VW Caddy test van eats up the miles
When a forgotten appointment involving a trip from Greater London to visit the Palletforce hub in Burton-upon-Trent loomed on the calendar, an emergency mode of transportation was needed and I'm pleased to say our Volkswagen Caddy long term test van proved just the ticket on a run that took in the M25 both ways and the M40 there but the M1 back – hey, variety and all that.
As a tall driver (just over six foot) the seat travel is just enough for a comfortable driving position before it his the mesh-wire bulkhead. The van was un-laden and therefore it was refreshing – at least until the salt spray on the journey home enveloped the Caddy – to be able to see out of the back of the van (the driver sits in front of a steel mesh and there’s windows at the back rather than the opaque panels you often find.
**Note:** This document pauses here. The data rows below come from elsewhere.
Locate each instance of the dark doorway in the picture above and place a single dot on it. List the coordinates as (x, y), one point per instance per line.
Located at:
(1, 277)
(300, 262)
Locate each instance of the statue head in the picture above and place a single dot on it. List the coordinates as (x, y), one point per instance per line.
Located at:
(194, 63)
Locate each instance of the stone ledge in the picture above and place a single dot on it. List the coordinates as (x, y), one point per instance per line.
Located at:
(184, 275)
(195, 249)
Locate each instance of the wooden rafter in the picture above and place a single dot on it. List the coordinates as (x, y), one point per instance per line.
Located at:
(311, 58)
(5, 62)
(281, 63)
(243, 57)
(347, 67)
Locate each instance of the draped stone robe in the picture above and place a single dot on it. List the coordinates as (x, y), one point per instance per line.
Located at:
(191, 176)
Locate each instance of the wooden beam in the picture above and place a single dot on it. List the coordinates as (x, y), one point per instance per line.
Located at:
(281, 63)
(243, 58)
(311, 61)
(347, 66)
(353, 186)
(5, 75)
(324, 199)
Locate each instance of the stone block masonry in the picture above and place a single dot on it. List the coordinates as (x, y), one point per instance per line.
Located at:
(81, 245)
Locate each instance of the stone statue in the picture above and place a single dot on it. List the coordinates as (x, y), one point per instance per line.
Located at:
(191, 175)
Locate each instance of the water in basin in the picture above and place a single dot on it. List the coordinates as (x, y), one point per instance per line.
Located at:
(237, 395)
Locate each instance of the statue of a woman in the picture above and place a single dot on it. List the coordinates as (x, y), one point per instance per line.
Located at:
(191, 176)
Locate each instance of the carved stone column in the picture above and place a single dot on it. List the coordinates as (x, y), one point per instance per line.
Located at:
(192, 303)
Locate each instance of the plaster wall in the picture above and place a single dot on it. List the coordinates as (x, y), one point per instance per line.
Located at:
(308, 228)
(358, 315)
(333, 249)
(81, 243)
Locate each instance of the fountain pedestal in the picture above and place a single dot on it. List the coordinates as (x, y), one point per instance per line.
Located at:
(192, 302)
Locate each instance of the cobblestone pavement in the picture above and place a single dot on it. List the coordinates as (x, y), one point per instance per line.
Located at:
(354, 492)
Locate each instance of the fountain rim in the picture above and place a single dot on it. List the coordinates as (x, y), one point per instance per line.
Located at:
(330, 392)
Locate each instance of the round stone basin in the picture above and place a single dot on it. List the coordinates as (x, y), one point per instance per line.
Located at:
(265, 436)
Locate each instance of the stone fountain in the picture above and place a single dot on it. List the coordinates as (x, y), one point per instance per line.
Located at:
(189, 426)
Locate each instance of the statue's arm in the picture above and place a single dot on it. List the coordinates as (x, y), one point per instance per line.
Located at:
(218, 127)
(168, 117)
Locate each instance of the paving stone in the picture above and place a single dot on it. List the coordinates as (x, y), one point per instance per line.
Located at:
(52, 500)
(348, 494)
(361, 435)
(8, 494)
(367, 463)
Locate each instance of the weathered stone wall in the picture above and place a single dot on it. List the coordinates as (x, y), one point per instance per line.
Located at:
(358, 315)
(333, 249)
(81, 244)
With a 400 mile round trip to cover, the engine proved frugal returning solid MPG (albeit without much weight on board) in and around the high forties/low fifties. As with all Volkswagens the display is clear and easy to understand, especially on a grey winter morning, and the interior is a pleasant place to be, feeling solid and good quality if a little workmanlike.
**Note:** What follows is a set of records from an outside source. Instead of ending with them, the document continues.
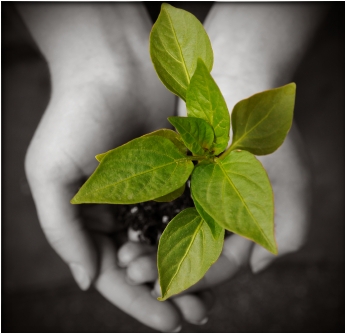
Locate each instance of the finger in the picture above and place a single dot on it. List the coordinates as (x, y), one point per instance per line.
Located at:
(235, 254)
(134, 235)
(143, 269)
(137, 301)
(65, 231)
(131, 251)
(192, 308)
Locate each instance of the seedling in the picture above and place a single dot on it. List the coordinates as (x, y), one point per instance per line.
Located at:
(229, 186)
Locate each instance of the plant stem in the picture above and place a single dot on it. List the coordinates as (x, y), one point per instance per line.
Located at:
(197, 157)
(226, 152)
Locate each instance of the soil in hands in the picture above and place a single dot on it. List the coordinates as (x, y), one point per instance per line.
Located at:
(150, 218)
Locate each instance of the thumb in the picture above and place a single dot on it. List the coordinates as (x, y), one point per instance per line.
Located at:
(64, 230)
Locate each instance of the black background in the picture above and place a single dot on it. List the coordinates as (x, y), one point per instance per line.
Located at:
(302, 292)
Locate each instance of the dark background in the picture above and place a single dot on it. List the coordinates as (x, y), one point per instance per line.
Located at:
(302, 292)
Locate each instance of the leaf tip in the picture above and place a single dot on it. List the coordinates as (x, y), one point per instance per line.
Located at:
(161, 299)
(75, 201)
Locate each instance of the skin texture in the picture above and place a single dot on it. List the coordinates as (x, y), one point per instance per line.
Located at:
(105, 92)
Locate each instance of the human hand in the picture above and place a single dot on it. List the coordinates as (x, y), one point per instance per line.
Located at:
(243, 66)
(98, 102)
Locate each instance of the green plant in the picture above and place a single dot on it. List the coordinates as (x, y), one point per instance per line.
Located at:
(229, 186)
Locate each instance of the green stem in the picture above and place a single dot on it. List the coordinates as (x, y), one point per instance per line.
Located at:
(226, 152)
(197, 157)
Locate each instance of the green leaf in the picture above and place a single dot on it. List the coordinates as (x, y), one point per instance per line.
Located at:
(177, 40)
(171, 196)
(172, 135)
(236, 192)
(141, 170)
(196, 133)
(186, 251)
(166, 133)
(214, 227)
(205, 100)
(261, 122)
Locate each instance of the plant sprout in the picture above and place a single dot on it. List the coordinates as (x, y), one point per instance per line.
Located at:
(229, 186)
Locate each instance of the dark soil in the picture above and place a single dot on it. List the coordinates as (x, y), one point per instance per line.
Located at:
(151, 217)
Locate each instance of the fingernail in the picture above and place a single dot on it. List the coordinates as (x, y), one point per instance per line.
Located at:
(130, 281)
(121, 264)
(203, 321)
(80, 276)
(261, 265)
(154, 294)
(178, 329)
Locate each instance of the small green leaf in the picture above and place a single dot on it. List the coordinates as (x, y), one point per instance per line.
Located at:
(205, 100)
(172, 135)
(141, 170)
(177, 40)
(196, 133)
(261, 122)
(166, 133)
(186, 251)
(214, 227)
(100, 156)
(171, 196)
(236, 192)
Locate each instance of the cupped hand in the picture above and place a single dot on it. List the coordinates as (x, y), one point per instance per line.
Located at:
(83, 119)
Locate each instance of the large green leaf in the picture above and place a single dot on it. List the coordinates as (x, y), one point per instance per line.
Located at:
(186, 251)
(214, 227)
(205, 100)
(236, 192)
(171, 196)
(196, 133)
(177, 40)
(261, 122)
(166, 133)
(141, 170)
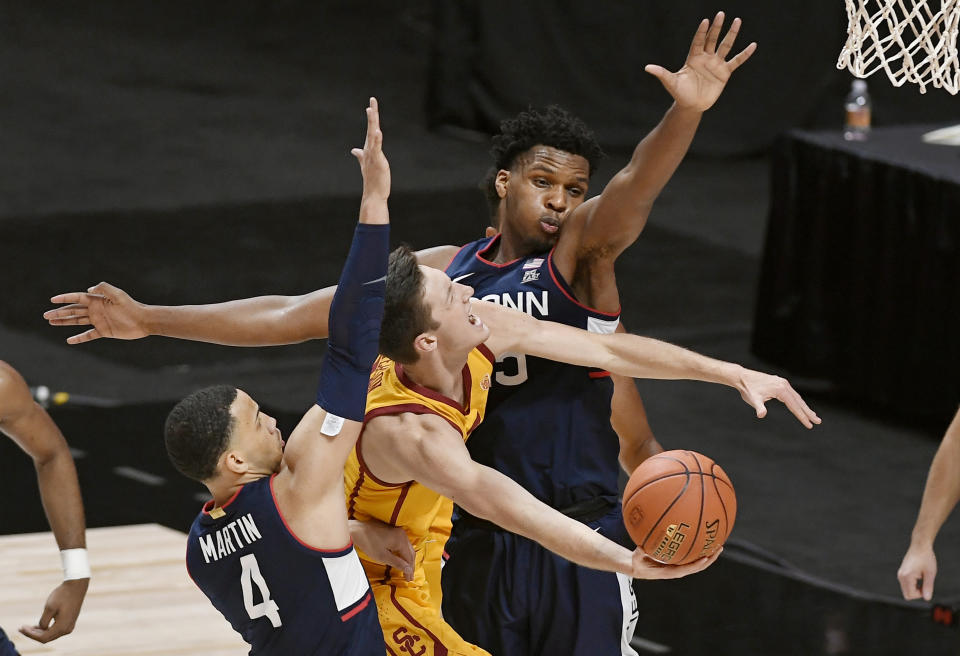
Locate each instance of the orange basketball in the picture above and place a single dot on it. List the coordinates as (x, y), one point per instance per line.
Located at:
(679, 506)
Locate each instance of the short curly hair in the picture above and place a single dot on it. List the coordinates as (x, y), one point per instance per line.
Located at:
(405, 313)
(554, 127)
(198, 429)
Never one to be disconnected entirely from the office, the Bluetooth paired easily to my phone in case it range, but it was the link to the audio system which provided welcome music streaming from my phone for the longish (for a day trip) drive. The sloshy fuel tank noise – apparently the fuel going into the filler neck when the tank is about 2/3rds full – was something I was aware of having previously borrowed a Caddy, and it’s initially a bit distracting but you soon zone it out to the noise.
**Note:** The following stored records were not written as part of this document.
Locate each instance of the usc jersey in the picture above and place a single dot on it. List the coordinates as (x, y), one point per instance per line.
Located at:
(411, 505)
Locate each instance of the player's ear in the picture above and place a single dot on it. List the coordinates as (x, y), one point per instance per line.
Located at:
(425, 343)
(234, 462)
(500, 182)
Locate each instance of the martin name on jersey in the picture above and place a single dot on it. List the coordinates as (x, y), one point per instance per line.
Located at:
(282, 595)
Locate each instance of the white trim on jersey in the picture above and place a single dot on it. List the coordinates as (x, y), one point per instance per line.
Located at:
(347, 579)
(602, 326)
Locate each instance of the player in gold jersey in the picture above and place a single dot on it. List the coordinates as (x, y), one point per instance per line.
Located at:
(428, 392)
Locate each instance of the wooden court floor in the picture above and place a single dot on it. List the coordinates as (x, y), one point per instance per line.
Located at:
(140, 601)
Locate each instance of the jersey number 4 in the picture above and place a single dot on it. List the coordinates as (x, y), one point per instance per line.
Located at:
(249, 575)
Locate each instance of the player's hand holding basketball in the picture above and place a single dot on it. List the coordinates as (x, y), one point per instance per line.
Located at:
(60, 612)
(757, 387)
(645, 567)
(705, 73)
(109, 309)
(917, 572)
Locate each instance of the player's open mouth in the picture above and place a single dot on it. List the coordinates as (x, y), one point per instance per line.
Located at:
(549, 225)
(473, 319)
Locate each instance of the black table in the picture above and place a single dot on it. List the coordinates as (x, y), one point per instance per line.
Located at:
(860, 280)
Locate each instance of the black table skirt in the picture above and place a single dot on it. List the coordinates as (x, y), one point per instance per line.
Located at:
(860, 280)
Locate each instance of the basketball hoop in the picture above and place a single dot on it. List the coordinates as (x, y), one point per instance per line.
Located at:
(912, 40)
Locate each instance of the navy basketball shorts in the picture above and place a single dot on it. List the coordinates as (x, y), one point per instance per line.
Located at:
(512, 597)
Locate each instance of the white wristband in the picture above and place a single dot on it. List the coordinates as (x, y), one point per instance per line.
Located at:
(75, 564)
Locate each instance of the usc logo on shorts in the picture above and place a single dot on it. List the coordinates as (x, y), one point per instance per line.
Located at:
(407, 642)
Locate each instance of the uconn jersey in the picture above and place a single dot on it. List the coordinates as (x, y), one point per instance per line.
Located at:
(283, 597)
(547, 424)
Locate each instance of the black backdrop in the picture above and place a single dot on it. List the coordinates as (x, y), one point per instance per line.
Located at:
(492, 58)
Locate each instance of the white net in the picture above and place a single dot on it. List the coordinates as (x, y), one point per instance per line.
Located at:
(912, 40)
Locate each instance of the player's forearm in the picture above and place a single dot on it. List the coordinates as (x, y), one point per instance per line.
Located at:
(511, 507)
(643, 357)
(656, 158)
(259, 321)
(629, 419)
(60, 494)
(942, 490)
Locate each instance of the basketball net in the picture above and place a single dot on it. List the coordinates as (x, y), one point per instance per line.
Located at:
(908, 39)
Despite being fitted with stop-start technology it was largely underused due to the mainly motorway work involved in this particular trip, and while the ‘advanced cruise control’ sounds great, on this adventure I chose not to make use of it - although in principle it would have been ideal for the late night run back home down the M1.
Our particular model has automatic lights but no air-conditioning, not a problem at this time of year but come the summer months I maybe won't be jumping for the keys. Despite this and the cold weather it heated up the cab soon enough and coped well with keeping the screen clear and “steam free”.
The Caddy felt stable, even in its un-laden state on the motorway, yet nimble and easy to park and manoeuvre in town – and left me thinking it would be a fine companion for multi-drop work. It’s easy to drive, comfortable and a solid all-rounder that made the 300-plus miles covered in the day a stress free experience.